A few minutes later, he entered the graveyard via the dirt path leading from the hospital parking lot toward the housing units on the other side. As was so typical for Kijabe, cool wind rose from the floor of the valley and swept across the edge of the Rift Valley escarpment, battering the leaves into rhythmic applause. The grass was tall and needed cutting, something that would be done by hand with a Kenyan sickle. Gravestones, mostly small, some leaning as if they were burdened with age, stretched in rows on either side of the path. Rows of dead patients. Rows of the missionaries who came to serve on the African continent, lives given unfairly and prematurely to malaria, typhoid, and Rift Valley fever.
This, to Jace, was the ultimate slap in the face. What kind of divine message was this—that sacrificing a life for God would mean the loss of loved ones in return? Parents had come to Africa, filled with glorious hope of converts; instead they had buried their children.
He slowed his pace, aware of the moonlit shadows of tree limbs dancing on the ground in front of him. They swayed to a funeral march. Two-thirds of his way through the field of death, he paused, looking at the branches of a eucalyptus. Hands lifted high toward a distant God.

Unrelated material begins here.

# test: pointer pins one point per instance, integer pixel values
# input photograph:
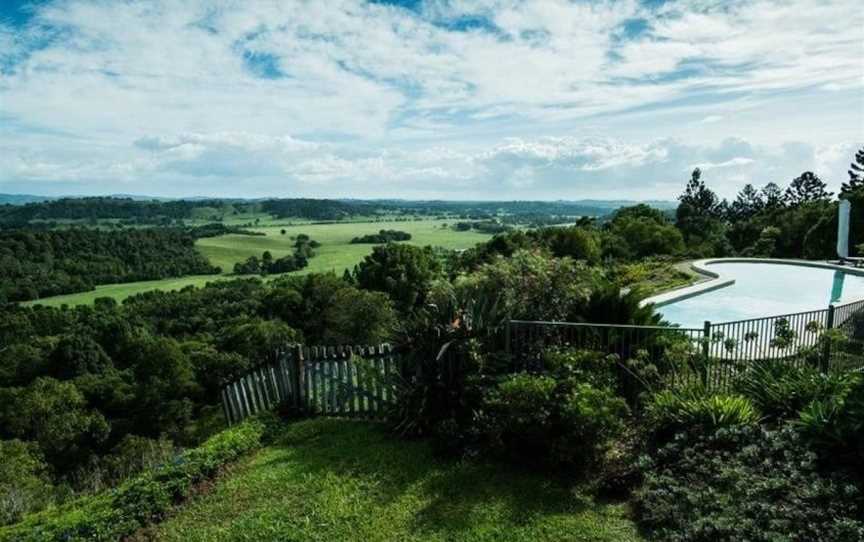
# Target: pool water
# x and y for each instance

Jace turned, his heart quickening. He moved forward, his legs parting the tall grass. Ahead of him, and to the right, a blur of fur startled him. A mongoose had been digging at the foot of a gravestone. He took a deep breath and continued, counting the stones from the edge of the path.
At twelve, he stopped and leaned over a flat stone. He knelt in the tall grass and began to brush away the dirt from its surface, his hand trembling.
“Janice Elaine Rawlings,” he whispered, tracing the letters with his finger.
“O-okay,” he stuttered. “I’ve come back. Now what?”
Twenty meters from the edge of the cemetery, Lydia Otieno leaned over the kitchen sink and squinted at the outline of a dim figure in the moonlight. “John,” she said. “I think you’ll want to see this.”
The chaplain rose from his chair, switched off the kitchen light, and stared out beyond a row of bougainvillea. In the cemetery, a solitary figure knelt over a grave marker.
“It’s Dr. Rawlings,” he said softly.
His wife nodded and placed her hand on her husband’s shoulder.
“The battle is beginning,” he whispered. “We need to pray.”